1

Have tried to create simplest example. A,B,C,D are 32-bit unsigned, as is k[4]. P is an expansion type p-box of 256 "random" 32-bit values. Assume key-whitening and multiple rounds/keys

#define b0(u) ((u)&0xff)
#define b1(u) (((u)>>8)&0xff)
#define b2(u) (((u)>>16)&0xff)
#define b3(u) (((u)>>24))

// rounds...
A += P[b0(D)^b1(D)^b2(D)^b3(D)] ^k[0];
B += P[b0(A)^b1(A)^b2(A)^b3(A)] ^k[1];
C += P[b0(B)^b1(B)^b2(B)^b3(B)] ^k[2];
D += P[b0(C)^b1(C)^b2(C)^b3(C)] ^k[3];
k+=4
// end rounds

Also, is there a term for this specific method? (besides just "weak")

fgrieu
  • 140,762
  • 12
  • 307
  • 587
Chris Miller
  • 61
  • 5
  • Is this cipher even reversible? – bmm6o Jul 19 '18 at 15:02
  • Absolutely! Thanks for asking: D -= P[b0(C)^b1(C)^b2(C)^b3(C)] ^k[3]; C -= P[b0(B)^b1(B)^b2(B)^b3(B)] ^k[2]; B -= P[b0(A)^b1(A)^b2(A)^b3(A)] ^k[1]; A -= P[b0(D)^b1(D)^b2(D)^b3(D)] ^k[0];

    k-=4;

     – Chris Miller Jul 19 '18 at 15:03
  • Are the P values constant or derived from the key? – conchild Jul 19 '18 at 17:16
  • I have two flavors of slightly more complicate variations, and the p-box can be scheduled as part of the key (which slows down scheduling a little) or used static. – Chris Miller Jul 19 '18 at 17:52

1 Answers1

1

This is a simple 128-bit block cipher, reversibly changing a 32-bit word of the state at each of 4 steps shown. It is very similar to an unbalanced Feistel cipher, except that the change of state is with += rather than the conventional ^=. In the context that deviation has three consequences, with the first rather desirable:

  1. It creates alternation of ^ and + in the diffusion pattern.
  2. Decryption is less similar to encryption than in a Feistel cipher (I guess the decryption code use uses -= ).
  3. Hardware implementation would be slightly bigger/more power hungry, perhaps even slightly slower; but 1 more than compensates, and that's a non-issue in software.

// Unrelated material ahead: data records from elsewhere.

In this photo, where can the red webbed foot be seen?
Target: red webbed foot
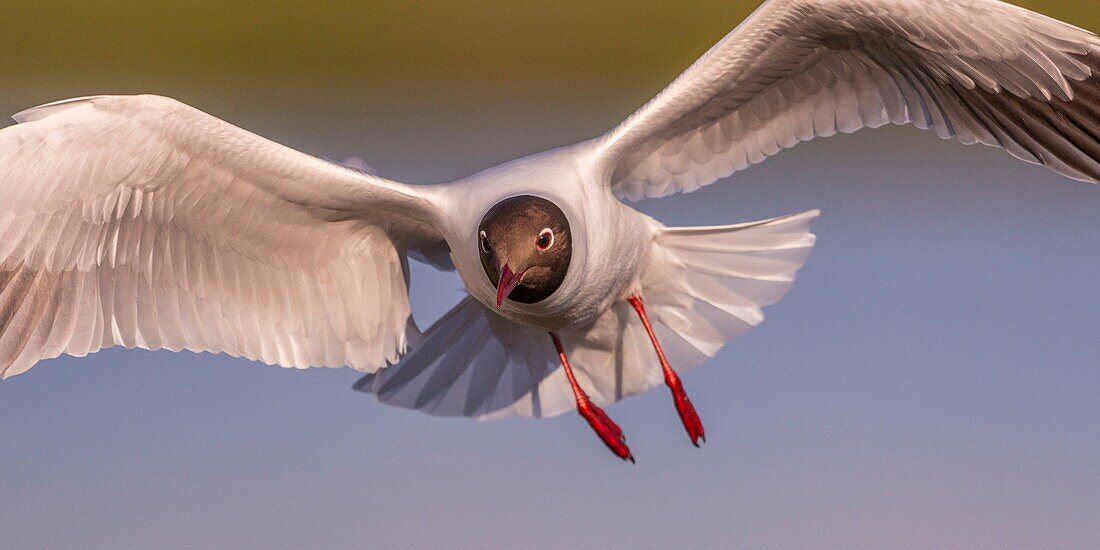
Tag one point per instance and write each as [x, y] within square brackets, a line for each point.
[688, 415]
[608, 431]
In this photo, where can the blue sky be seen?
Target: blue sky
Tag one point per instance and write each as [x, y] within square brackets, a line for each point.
[931, 381]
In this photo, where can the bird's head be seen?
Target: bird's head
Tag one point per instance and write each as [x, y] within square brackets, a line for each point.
[525, 248]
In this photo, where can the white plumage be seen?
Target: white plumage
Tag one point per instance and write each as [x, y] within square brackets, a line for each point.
[140, 221]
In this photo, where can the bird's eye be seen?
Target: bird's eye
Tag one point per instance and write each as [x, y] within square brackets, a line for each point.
[546, 239]
[484, 242]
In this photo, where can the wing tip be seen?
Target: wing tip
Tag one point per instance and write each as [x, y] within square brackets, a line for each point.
[45, 110]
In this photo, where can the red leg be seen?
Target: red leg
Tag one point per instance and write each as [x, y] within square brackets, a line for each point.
[606, 428]
[686, 410]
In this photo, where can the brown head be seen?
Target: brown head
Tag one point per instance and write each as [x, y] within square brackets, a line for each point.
[525, 248]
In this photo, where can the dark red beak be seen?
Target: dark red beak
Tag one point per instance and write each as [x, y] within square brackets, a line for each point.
[507, 284]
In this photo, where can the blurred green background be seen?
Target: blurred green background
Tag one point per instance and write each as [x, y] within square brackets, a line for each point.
[930, 382]
[283, 50]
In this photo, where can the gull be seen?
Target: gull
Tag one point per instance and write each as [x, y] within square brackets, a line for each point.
[143, 222]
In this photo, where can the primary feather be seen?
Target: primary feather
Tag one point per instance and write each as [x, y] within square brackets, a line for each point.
[140, 221]
[977, 70]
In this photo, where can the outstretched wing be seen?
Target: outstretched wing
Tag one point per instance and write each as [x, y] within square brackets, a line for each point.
[978, 70]
[144, 222]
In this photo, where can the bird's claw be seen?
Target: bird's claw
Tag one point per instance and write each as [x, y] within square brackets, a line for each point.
[689, 417]
[608, 431]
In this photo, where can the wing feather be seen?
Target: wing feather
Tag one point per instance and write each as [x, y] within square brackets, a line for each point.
[140, 221]
[975, 70]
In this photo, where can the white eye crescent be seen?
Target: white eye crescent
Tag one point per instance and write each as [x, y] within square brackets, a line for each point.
[484, 242]
[546, 239]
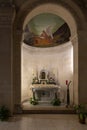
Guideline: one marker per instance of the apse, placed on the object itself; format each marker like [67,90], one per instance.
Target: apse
[47,60]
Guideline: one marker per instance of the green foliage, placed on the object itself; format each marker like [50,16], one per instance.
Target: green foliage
[56,102]
[33,101]
[81,110]
[4,113]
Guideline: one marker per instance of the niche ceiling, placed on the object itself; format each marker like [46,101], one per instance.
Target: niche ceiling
[46,30]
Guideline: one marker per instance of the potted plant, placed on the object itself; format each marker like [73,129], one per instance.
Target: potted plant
[56,102]
[82,113]
[33,101]
[4,113]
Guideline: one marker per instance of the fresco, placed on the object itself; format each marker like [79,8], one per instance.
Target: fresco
[46,30]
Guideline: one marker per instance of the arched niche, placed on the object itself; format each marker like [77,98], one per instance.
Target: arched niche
[49,8]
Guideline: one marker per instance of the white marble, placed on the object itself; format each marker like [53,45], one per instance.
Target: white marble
[43,122]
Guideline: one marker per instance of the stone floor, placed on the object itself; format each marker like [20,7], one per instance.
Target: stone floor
[43,122]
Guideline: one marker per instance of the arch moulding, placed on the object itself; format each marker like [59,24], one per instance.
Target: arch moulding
[18,29]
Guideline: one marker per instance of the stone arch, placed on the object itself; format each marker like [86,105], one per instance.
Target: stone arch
[20,22]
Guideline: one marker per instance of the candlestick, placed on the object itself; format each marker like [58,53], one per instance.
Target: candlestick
[66,82]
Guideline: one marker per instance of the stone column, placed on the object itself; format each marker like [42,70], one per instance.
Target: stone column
[74,41]
[17,69]
[82,66]
[6,87]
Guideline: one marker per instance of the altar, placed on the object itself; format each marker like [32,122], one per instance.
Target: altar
[44,87]
[45,92]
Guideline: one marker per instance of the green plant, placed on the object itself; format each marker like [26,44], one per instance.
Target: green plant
[4,113]
[33,101]
[56,102]
[82,113]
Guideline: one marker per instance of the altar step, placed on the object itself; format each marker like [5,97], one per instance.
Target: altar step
[47,109]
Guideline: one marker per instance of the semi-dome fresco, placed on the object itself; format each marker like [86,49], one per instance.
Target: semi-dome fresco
[46,30]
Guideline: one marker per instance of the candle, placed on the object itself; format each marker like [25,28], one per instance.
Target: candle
[66,82]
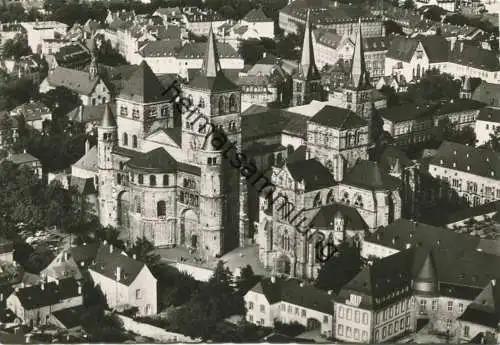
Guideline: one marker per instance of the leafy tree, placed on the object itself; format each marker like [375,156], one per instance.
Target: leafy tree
[16,47]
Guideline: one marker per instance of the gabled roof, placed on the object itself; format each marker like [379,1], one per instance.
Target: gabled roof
[157,160]
[48,294]
[75,80]
[291,291]
[370,175]
[376,283]
[476,161]
[108,259]
[339,118]
[143,86]
[312,173]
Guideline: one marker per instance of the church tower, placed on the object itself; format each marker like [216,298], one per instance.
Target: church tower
[466,89]
[358,90]
[307,81]
[106,140]
[214,119]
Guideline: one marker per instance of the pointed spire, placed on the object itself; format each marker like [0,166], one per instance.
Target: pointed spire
[108,119]
[307,68]
[211,63]
[359,76]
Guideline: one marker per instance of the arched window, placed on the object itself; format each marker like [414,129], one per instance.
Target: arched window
[161,209]
[280,159]
[222,105]
[137,204]
[330,198]
[317,200]
[233,106]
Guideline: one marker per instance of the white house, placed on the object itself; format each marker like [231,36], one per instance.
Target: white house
[38,31]
[487,122]
[124,281]
[288,301]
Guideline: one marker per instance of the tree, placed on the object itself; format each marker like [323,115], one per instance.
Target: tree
[16,47]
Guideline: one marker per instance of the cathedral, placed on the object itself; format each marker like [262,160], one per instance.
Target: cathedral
[159,176]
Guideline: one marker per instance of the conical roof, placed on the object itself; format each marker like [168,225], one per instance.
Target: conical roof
[108,119]
[307,67]
[358,78]
[143,86]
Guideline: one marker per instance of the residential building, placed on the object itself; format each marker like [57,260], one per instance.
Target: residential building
[288,301]
[257,20]
[307,80]
[89,86]
[329,15]
[487,123]
[375,306]
[39,31]
[124,281]
[34,304]
[472,173]
[33,113]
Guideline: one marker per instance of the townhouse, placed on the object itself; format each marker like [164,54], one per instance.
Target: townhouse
[124,281]
[375,306]
[412,57]
[34,304]
[39,31]
[448,271]
[472,173]
[486,125]
[342,18]
[290,300]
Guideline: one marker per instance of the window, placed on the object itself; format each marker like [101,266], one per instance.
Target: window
[161,208]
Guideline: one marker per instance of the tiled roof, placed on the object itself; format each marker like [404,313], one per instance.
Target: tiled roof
[338,118]
[376,283]
[161,48]
[256,15]
[291,291]
[43,295]
[197,50]
[476,161]
[370,175]
[157,160]
[312,173]
[143,86]
[489,114]
[108,260]
[75,80]
[324,216]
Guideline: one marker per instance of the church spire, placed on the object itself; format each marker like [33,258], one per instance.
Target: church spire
[358,78]
[211,63]
[307,68]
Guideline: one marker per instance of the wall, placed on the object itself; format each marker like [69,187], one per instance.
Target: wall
[154,332]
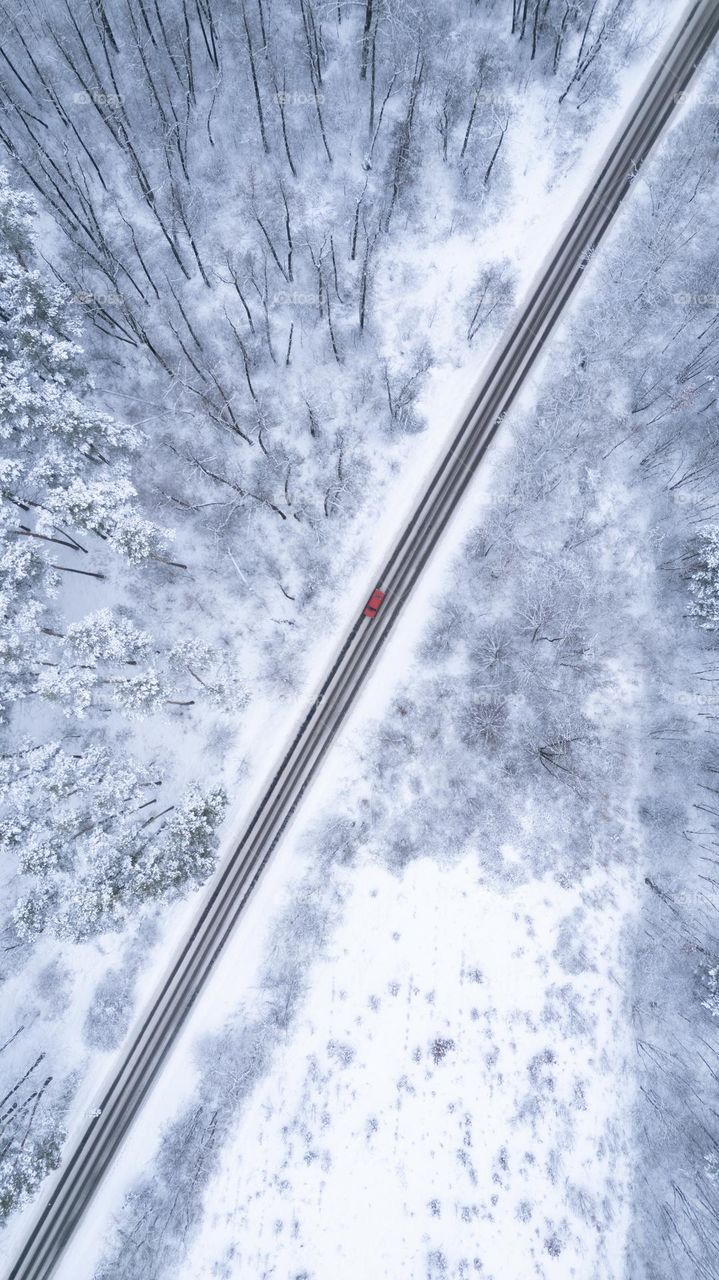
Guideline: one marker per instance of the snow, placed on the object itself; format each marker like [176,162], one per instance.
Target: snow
[457,1087]
[546,184]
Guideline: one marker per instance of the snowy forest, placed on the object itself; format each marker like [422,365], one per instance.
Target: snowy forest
[227,346]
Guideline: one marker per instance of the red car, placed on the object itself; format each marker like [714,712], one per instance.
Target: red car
[374,603]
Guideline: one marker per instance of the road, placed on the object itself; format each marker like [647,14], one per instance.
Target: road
[71,1193]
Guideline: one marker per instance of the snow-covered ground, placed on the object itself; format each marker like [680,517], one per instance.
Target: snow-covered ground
[540,1038]
[459,1089]
[454,1098]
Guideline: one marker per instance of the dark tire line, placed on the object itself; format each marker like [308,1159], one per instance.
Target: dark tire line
[351,667]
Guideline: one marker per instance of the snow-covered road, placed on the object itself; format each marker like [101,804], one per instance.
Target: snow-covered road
[63,1205]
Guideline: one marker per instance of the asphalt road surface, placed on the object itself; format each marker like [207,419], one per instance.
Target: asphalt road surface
[71,1192]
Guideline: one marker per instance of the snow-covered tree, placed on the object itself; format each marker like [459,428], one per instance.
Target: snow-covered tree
[704,580]
[91,840]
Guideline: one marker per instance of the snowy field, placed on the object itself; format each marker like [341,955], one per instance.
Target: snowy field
[454,1096]
[438,1046]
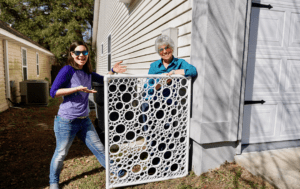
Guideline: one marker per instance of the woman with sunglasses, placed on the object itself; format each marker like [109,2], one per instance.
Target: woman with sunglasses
[73,82]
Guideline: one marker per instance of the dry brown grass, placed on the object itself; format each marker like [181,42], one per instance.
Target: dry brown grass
[27,144]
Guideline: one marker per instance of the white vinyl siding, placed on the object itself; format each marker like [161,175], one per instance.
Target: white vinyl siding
[135,28]
[109,52]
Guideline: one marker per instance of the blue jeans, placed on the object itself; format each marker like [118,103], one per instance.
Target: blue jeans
[65,132]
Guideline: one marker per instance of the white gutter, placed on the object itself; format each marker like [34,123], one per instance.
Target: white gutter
[95,23]
[25,42]
[6,68]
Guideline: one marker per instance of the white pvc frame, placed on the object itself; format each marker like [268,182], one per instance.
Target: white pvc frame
[107,145]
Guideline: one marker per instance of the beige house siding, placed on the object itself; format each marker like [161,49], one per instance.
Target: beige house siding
[15,70]
[135,27]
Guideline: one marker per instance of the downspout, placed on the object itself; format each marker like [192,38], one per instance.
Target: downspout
[6,69]
[95,27]
[95,23]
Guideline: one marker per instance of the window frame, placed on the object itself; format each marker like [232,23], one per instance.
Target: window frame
[37,64]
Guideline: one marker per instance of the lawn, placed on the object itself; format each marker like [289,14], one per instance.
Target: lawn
[27,144]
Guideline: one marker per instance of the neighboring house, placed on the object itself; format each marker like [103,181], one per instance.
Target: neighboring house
[21,59]
[243,53]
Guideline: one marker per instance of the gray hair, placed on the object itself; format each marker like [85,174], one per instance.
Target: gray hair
[163,40]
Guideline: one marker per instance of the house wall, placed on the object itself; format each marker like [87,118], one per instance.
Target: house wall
[15,70]
[135,27]
[3,104]
[219,52]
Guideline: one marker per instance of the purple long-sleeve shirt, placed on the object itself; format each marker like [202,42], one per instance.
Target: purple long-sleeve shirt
[76,104]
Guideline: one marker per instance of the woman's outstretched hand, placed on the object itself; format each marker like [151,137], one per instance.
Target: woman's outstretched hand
[85,89]
[118,68]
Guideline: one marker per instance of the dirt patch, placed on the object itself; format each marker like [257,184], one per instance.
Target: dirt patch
[27,143]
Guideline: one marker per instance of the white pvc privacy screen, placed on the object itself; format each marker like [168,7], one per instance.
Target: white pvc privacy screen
[146,128]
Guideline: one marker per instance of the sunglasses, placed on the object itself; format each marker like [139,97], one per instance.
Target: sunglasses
[161,49]
[77,53]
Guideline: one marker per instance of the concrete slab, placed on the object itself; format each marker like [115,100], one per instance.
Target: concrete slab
[279,167]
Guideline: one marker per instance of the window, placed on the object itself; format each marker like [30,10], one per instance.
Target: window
[109,52]
[37,65]
[24,63]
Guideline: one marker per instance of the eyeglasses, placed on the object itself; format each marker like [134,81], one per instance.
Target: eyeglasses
[77,53]
[161,49]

To hope for security, there must of course be MUCH more rounds than shown. We have not even reached full diffusion (nothing in B or C influenced the outcome of A ). As a crude reference, AES-128 modifies its full state 10 times (discounting the initial XOR with a subkey); and Speck-128-128 modifies it 16 times. Security will depend a lot on the number of rounds, on a sensible choice of table P, and on the key schedule (producing the array k of subkeys from the actual key).

Note: Implementation in software is likely to suffer from data cache timing dependencies and other cache-related side channels, due to indexing in P at data-dependent indexes.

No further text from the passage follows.